Aside from the jostling photographers, the people watching at this festival was stupendous. We spotted multiple male western tourists in head-to-toe Mongolian fur garb that they topped with nice, thick hipster man-buns. An exceedingly tall European man with long blond hair sported a tan, full-corduroy suit. A Slovak tourist hammered on Australian wine that he was gulping out of a plastic cup chatted with Brad about his knife collection (he was, at that time, wearing two large knives in a holster over his howling wolf tee shirt). An older Australian miner volunteered to us that he wasn’t wearing underwear (and hadn’t for 7 days) because he accidentally mailed it all home from China. Three separate young men (all locals) walked into the field between events and openly urinated in front of the crowd. I caught an older American woman in a puffy down jacket photographing the pit toilets with her ~$3000 camera. Brad also caught people taking photos of the toilets. Though, to be fair, the “toilet” at this event was a giant square hole that was only obscured from public view on three sides by a thin layer of waist-high plastic. Upon the hole, two 2×4 boards had been perched for standing on, teetering alarmingly while you balanced on them and attempted to relieve yourself without falling into the shit pit and while staring at people walking by the fully-exposed fourth side. Now that I describe it, I guess it was photo-worthy.

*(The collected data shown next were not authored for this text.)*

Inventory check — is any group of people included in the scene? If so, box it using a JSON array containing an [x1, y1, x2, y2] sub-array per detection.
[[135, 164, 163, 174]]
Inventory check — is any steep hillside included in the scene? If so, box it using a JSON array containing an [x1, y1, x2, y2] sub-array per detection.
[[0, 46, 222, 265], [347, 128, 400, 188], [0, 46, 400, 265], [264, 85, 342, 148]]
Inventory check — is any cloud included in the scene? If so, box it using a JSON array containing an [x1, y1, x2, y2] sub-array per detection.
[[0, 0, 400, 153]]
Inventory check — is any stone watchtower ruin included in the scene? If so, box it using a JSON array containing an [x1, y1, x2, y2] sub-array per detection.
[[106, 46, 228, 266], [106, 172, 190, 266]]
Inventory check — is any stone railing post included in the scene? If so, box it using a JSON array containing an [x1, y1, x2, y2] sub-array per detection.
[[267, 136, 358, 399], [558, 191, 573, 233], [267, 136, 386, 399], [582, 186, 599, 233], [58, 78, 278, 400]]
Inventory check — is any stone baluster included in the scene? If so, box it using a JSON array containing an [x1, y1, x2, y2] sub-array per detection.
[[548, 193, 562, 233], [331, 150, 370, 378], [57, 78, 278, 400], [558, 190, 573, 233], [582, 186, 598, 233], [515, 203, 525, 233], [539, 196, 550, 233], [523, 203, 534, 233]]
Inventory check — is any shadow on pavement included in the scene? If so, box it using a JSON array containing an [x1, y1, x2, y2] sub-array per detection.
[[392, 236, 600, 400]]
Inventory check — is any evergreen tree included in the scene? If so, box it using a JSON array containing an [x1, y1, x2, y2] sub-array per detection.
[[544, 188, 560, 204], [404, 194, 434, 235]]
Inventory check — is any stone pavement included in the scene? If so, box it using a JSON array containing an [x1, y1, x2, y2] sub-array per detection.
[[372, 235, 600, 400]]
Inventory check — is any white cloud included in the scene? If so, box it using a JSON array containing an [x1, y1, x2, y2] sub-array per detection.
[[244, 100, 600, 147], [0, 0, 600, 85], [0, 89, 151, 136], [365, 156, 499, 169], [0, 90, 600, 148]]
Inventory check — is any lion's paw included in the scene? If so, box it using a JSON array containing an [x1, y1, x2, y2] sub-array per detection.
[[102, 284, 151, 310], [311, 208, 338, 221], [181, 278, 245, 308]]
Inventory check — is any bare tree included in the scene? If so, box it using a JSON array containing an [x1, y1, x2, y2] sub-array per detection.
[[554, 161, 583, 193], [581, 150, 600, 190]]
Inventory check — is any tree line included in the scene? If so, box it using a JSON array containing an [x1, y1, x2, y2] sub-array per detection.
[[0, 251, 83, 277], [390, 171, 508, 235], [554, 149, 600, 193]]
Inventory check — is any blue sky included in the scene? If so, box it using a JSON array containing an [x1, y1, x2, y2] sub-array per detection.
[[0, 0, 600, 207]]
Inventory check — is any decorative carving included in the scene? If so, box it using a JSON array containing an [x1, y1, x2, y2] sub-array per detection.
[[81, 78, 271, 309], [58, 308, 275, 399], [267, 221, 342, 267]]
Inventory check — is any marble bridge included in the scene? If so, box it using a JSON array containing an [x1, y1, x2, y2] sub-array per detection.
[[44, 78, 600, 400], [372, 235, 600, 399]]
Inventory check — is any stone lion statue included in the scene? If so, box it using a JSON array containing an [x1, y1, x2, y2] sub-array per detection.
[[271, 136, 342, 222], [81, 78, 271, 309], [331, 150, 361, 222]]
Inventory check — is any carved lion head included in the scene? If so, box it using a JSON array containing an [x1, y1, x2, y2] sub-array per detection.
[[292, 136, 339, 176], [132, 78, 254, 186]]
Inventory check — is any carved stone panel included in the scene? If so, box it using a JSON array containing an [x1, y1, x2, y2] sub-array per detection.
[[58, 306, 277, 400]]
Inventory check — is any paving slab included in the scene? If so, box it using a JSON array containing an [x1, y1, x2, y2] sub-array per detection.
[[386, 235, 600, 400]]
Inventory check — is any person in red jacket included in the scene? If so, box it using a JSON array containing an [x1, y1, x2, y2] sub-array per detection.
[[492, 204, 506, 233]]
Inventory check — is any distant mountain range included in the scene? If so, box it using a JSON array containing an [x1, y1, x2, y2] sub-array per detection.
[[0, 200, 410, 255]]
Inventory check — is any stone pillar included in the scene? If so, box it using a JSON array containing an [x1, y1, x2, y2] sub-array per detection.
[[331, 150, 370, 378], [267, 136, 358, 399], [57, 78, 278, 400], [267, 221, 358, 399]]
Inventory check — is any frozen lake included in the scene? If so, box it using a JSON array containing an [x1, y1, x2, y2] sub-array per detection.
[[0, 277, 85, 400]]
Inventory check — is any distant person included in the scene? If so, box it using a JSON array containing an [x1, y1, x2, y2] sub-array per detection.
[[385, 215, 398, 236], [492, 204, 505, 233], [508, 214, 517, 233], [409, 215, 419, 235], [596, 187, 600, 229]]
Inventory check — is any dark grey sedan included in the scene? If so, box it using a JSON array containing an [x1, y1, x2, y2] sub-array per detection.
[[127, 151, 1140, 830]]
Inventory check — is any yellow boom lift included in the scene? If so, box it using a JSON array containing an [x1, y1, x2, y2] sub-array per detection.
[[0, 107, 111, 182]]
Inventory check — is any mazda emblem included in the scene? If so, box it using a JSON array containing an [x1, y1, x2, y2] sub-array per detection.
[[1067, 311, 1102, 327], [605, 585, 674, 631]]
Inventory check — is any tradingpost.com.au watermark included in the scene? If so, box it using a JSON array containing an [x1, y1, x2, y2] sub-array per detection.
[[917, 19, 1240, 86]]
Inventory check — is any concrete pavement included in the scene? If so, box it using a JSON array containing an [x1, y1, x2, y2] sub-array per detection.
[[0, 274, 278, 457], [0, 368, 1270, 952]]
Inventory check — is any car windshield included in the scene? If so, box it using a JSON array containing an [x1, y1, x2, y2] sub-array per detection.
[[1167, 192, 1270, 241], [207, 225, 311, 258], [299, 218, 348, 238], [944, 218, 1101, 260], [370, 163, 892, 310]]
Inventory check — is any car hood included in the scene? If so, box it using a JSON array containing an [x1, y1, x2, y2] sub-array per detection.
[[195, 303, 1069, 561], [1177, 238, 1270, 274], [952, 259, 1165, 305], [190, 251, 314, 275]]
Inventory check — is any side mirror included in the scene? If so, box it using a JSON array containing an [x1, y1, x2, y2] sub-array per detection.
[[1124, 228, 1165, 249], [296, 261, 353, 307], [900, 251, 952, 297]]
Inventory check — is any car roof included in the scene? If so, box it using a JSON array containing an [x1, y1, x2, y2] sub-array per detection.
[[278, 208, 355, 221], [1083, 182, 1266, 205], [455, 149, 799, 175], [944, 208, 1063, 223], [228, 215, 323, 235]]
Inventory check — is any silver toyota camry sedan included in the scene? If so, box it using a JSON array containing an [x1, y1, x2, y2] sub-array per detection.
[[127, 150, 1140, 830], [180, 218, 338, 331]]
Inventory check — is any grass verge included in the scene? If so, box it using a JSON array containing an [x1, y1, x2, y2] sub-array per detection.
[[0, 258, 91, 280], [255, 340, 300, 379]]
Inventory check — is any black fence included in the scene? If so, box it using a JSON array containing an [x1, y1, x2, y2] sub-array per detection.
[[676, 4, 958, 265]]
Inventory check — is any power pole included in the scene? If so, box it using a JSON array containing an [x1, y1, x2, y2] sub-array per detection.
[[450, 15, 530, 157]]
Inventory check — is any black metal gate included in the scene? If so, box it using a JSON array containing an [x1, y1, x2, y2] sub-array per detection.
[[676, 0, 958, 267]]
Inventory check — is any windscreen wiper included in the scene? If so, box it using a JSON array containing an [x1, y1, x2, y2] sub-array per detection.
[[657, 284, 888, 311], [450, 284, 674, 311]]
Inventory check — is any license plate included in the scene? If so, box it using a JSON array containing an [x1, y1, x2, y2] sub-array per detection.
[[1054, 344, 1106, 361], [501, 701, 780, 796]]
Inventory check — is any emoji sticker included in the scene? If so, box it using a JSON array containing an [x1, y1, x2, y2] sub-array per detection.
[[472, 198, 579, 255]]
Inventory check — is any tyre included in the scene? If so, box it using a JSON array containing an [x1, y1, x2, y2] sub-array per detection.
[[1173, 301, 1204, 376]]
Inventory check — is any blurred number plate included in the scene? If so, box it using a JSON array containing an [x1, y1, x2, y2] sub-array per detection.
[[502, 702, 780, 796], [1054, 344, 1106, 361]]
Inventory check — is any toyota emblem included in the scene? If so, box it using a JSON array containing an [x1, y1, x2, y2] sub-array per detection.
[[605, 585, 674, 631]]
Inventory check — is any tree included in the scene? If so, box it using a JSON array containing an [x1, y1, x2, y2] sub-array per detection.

The first event (scheduled for Sunday, happened on Saturday) was an eagle calling contest, where the eagle’s trainer stood in a circle in the field and called their eagle to them. Eagles were waiting with a handler atop a nearby hill, approximately 500 feet away. The trainer would run in circles, screeching, hooting, and flapping a ribbon at their eagle. The best trained eagles heard the call right away, locked onto their trainer, and took off from the hill, flying rapidly straight to their target. Eagles were judged on how quickly and straight they flew and also how well they landed on their trainer’s arm. Some eagles took a joyride, meandering around in the sky before eventually going to their trainer. Some opted out completely, landing on a nearby mountain or flying over the ridge and disappearing, leading their trainers to borrow a horse and gallop off to find the wayward raptor. And quite a few eagles decided that they weren’t interested and ignored their trainer’s screams, ca-caws, flailing, and running, refusing to take off at all, content sitting on the hillside. After allowing the trainers to make fools of themselves for 20 seconds or so, the announcer would disqualify them and the handler with the reticent eagle would hike back down the mountain in an avian equivalent of the walk of shame.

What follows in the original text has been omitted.